Ever alert to the potentially disastrous implications of all this for the upcoming election, the Bush administration is now running media ads that assure us that our president’s war activities have enabled Afghanistan and Iraq to field athletic teams at the Olympic games in Athens for the first time in many years. What better evidence of liberation, and finally a preemptive war objective around which we can all rally and support! Complex indeed!

Chuck McIntyre

No whiskey and cigarettes in his sound

Re “Whiskey and cigarettes” by Christian Kiefer (SN&R Clubber, August 19):

I am a single father of two. I have struggled to work, play music and have my children learn the positive things in life, like not smoking and not drinking. So, how do I tell my 9-year-old that she can’t read the article that my whole family has been waiting to see?

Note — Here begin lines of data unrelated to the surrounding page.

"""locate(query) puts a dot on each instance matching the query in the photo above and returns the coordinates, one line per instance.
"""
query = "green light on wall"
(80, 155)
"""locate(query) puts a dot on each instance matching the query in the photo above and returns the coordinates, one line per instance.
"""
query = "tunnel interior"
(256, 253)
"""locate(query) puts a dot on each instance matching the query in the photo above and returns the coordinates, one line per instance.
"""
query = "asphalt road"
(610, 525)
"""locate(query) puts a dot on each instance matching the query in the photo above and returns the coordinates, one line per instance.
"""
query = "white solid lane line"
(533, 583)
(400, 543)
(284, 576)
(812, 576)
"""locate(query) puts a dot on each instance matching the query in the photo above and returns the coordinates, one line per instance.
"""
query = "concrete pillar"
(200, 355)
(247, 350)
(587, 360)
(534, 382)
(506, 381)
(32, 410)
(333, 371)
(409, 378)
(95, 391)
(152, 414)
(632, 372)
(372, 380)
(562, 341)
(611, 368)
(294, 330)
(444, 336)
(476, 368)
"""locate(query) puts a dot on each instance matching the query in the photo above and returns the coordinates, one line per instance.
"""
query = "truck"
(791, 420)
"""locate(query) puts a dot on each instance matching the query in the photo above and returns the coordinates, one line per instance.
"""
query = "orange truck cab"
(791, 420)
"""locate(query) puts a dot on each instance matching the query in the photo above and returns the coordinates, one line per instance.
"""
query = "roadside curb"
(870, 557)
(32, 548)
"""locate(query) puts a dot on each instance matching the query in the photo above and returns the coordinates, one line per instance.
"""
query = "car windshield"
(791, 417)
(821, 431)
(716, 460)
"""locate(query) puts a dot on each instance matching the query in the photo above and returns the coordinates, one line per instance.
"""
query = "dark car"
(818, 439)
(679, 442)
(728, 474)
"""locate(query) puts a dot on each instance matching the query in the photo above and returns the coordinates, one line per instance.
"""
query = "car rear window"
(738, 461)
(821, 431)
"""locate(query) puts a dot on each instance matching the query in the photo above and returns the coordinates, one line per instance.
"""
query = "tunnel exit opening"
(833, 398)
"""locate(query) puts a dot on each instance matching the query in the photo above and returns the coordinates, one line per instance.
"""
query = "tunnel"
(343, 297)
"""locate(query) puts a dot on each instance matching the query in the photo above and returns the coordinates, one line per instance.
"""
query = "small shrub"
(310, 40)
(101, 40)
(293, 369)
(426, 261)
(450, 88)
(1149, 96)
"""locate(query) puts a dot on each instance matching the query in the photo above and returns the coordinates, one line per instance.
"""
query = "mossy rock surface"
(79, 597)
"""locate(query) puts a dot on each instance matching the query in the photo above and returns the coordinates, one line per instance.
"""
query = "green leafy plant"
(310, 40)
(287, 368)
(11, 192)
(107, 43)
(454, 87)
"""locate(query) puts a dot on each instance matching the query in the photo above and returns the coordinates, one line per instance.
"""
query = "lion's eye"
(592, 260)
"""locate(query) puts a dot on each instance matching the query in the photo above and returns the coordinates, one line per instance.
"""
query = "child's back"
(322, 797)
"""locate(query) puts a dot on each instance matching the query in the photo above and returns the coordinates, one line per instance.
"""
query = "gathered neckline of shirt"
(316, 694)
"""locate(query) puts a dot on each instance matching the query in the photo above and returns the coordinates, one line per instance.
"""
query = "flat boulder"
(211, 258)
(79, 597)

Christian Kiefer said he was coming on five different occasions when the Electric Flood was my project, and he never did. Then, almost a year later, he sits through two performers and then leaves early and writes, “Why don’t local musicians support each other?” What a contradiction!

I got in a minor argument with my girlfriend because I was watching Allegra (who is very good) for too long; incidentally, there was no Christian Kiefer to be found.

Then he tears apart my guitar playing, which is my strength, and fails to mention I had the biggest crowd or that they were lovin’ it. In a music scene that’s already hard, why doesn’t Kiefer ask himself why he doesn’t support anyone? Why is he concerned with who’s watching whom, when he’s more than guilty?

Anytime Kiefer can play three notes behind his back, let alone a chord progression, then he can say something. Until then, keep writing all these lovely articles that you don’t have the experience or facts to write. I don’t smoke cigarettes, and I don’t drink whiskey, and there are only two words that come to mind: jealous and slander.

Chris Horton


Re “Victim recitation” by Jill Stewart (SN&R Capitol punishment, September 2):

Because of an editing error, Jill Stewart’s column last week on education reform described California Education Secretary Richard Riordan as disinterested in reforms that would permit the easier firing of ineffective school principals. In fact, Riordan leads the push for accountability reforms to remove ineffective principals from schools.